Michael Olson, managing director and senior research analyst covering online travel at Piper Jaffray, believes Expedia’s room night slowdown was mostly tied to on-boarding Orbitz and not a sign that Expedia’s core online travel agency business or the travel industry itself is fundamentally weakening or off course.
“We expect the negative impact from the Orbitz integration will be alleviated in the second half of 2016,” Olson said. “The ability for the company to achieve hotel room night expectations in the third and fourth quarters will likely be tied more to trends in the category and any potential impact from terror attacks, Zika, and consumer sentiment etc.”
“Our view is that as long as Expedia is putting significant resources into acquisition integration, it is favorable for other players in the space, like Booking.com or TripAdvisor, but this will obviously not be a permanent issue,” Olson added.
The firm Raymond James stated in a research note that despite Expedia’s “self-inflicted issues,” including the Orbitz integration, the company still managed to exceed Wall Street’s EBITDA [Earnings Before Interest, Tax, Depreciation and Amortization] expectations although macro elements — including terrorism in Europe, Brexit and perhaps soft business travel demand — deserve “some caution.”
“We are comfortable that the worst of integration pains have passed,” Raymond James stated. “The tenets of our thesis — cost synergies and optimizing HomeAway — remain firmly intact, with rationalizing marketing spend and a potential Trivago IPO representing new value drivers.”
Which Approach Is Best?
When Expedia was acquiring everything in site last year, Priceline Group officials stated that they would rather focus on organic growth and execution to maintain its edge and build a sustainable business.

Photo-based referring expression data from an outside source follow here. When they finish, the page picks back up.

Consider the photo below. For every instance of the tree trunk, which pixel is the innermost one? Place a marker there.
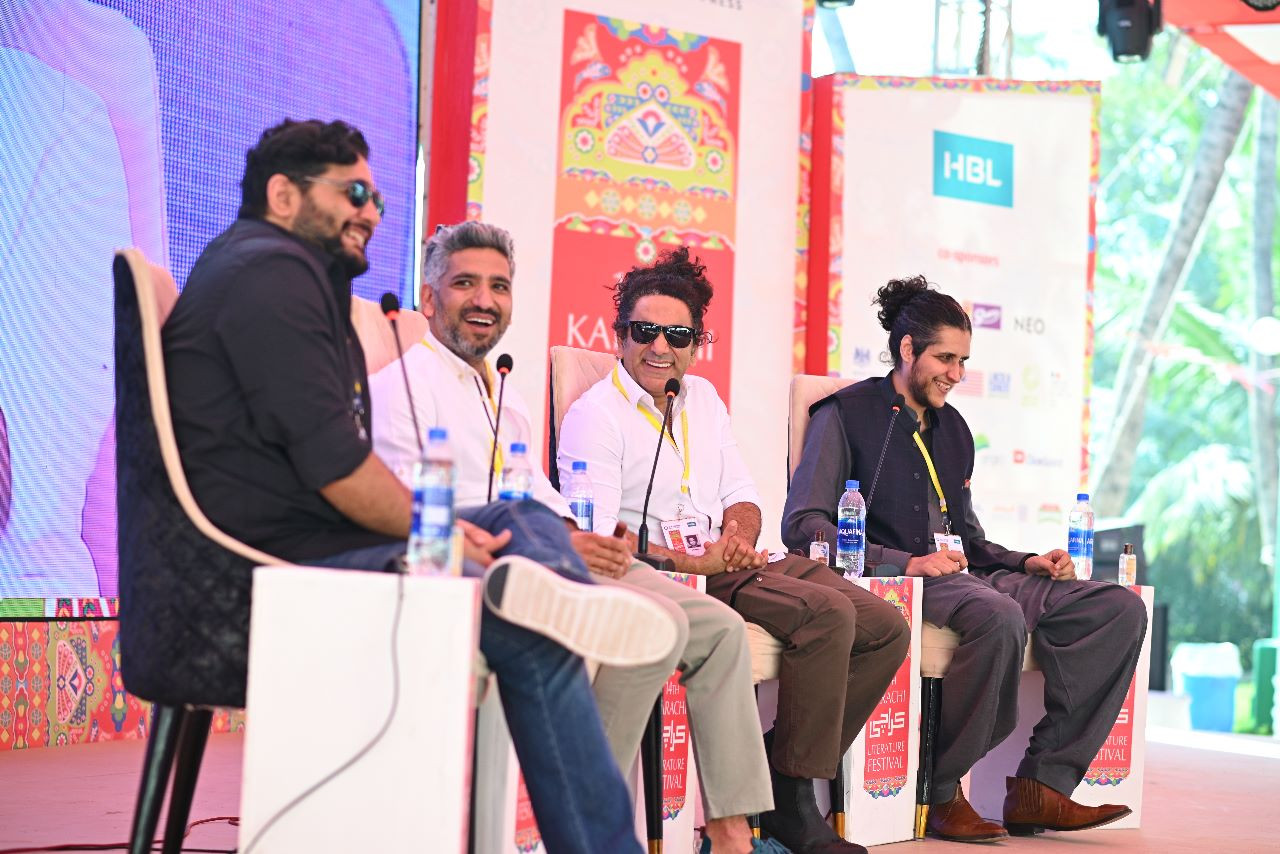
(1217, 140)
(1262, 400)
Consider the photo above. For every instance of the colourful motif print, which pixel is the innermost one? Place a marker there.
(648, 160)
(887, 733)
(675, 738)
(528, 839)
(1111, 766)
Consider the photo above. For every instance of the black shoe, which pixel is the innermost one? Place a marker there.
(795, 820)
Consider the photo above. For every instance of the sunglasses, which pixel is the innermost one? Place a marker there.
(359, 192)
(679, 337)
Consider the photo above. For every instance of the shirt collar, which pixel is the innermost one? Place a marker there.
(636, 394)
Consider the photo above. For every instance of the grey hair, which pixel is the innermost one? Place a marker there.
(465, 236)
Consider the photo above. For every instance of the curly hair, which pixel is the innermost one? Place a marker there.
(673, 274)
(298, 150)
(912, 307)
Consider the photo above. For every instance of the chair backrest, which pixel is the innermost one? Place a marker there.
(572, 371)
(807, 389)
(375, 332)
(184, 585)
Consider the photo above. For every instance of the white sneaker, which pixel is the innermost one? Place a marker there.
(606, 624)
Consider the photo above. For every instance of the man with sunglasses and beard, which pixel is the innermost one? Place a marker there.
(841, 644)
(272, 412)
(467, 274)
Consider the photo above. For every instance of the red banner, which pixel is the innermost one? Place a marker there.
(1111, 766)
(887, 731)
(648, 160)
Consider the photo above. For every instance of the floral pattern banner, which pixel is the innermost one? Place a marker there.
(648, 161)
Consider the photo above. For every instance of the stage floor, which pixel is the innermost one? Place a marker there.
(1215, 797)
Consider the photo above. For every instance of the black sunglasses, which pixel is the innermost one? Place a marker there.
(679, 337)
(359, 192)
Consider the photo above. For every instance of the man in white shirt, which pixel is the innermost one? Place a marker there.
(841, 644)
(467, 297)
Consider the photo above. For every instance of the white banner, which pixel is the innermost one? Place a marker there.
(983, 187)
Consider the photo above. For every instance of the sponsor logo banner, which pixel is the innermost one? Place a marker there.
(973, 169)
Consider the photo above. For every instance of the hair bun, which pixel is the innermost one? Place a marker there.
(895, 296)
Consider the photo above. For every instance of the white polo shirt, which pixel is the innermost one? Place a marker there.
(449, 393)
(613, 427)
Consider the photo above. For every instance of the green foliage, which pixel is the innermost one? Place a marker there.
(1193, 479)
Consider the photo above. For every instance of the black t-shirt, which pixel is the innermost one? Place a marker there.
(269, 391)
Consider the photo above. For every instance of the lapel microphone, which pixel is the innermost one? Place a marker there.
(671, 391)
(503, 369)
(391, 307)
(896, 407)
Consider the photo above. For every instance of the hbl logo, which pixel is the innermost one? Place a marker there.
(973, 169)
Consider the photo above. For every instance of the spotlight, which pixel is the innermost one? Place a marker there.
(1128, 26)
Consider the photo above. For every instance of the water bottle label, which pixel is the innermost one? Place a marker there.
(1075, 542)
(850, 534)
(584, 514)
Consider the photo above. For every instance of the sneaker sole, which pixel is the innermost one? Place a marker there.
(603, 624)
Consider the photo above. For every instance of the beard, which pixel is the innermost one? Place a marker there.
(314, 227)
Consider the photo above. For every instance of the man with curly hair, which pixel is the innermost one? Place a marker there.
(1087, 634)
(841, 644)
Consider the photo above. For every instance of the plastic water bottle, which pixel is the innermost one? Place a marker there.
(850, 531)
(516, 479)
(430, 535)
(1079, 537)
(1127, 572)
(577, 491)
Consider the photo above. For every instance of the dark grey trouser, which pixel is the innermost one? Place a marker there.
(1087, 639)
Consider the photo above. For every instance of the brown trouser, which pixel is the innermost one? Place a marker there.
(841, 647)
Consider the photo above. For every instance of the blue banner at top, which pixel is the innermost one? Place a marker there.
(973, 169)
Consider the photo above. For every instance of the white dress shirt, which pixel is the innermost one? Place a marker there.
(449, 393)
(613, 428)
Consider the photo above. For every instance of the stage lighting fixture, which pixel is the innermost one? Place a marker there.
(1129, 26)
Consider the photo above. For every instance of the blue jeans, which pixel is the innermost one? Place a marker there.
(577, 793)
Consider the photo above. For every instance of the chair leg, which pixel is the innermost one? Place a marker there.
(191, 750)
(165, 724)
(837, 788)
(650, 772)
(931, 706)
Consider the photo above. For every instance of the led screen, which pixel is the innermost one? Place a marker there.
(126, 123)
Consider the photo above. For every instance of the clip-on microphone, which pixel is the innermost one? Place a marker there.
(503, 369)
(896, 406)
(391, 307)
(671, 391)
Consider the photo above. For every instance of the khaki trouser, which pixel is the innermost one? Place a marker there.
(841, 648)
(716, 671)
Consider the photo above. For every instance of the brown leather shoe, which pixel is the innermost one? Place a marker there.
(956, 821)
(1031, 807)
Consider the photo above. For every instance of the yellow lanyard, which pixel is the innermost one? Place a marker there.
(933, 476)
(492, 410)
(657, 425)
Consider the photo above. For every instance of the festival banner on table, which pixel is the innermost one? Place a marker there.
(608, 131)
(987, 188)
(882, 763)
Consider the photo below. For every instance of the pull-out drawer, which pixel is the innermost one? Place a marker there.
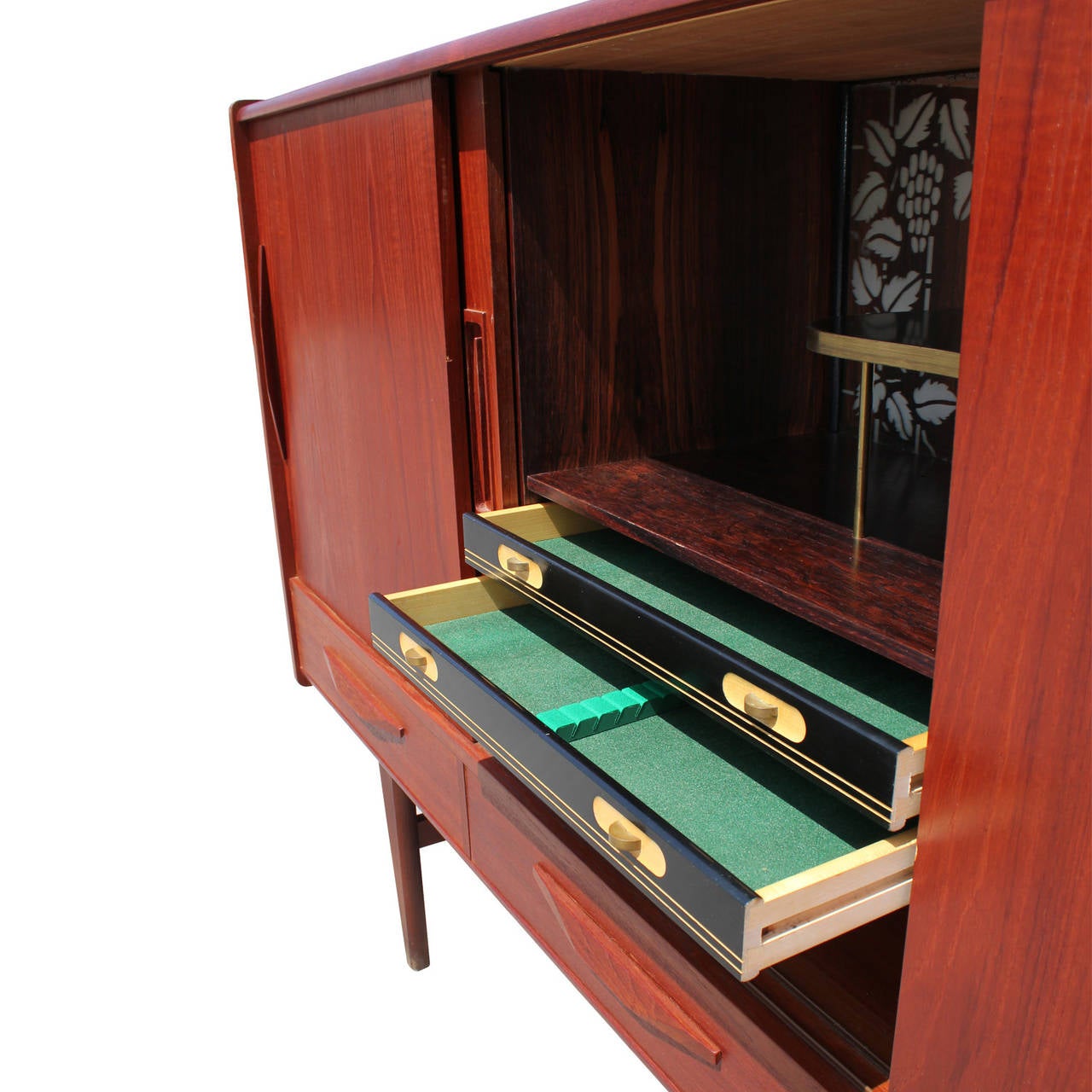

If Expedia’s difficulties turn out to be more fundamental than a quarter or two of slowed momentum, then perhaps the strategy of the Priceline Group, which hasn’t made a major acquisition since buying OpenTable in 2014, will prove to be a clear-cut winner.
Those who might doubt Expedia’s strategy and trajectory would have to admit that its management team of Barry Diller and Dara Khosrowshahi, as outlined in Skift’s Definitive Oral History of Online Travel, assuredly have the know-how and track record to solve today’s merger-absorption challenges.
The teams over at TripAdvisor and the Priceline Group are uniquely qualified, as well. The one wild card is that the Priceline Group, currently being led by chairman and interim CEO Jeffery Boyd following the abrupt departure of then-CEO Darren Huston, has yet to name Huston’s successor.
In the interim, we’ll find out August 3 and 4 when they release their respective second quarter results whether TripAdvisor and Priceline, respectively, have been able to make strides while Expedia tripped.
A big concern for all three of these online travel company leaders — and the global travel industry as a whole — is how much a “weakening travel backdrop,” as one analyst put it, might set back their growth.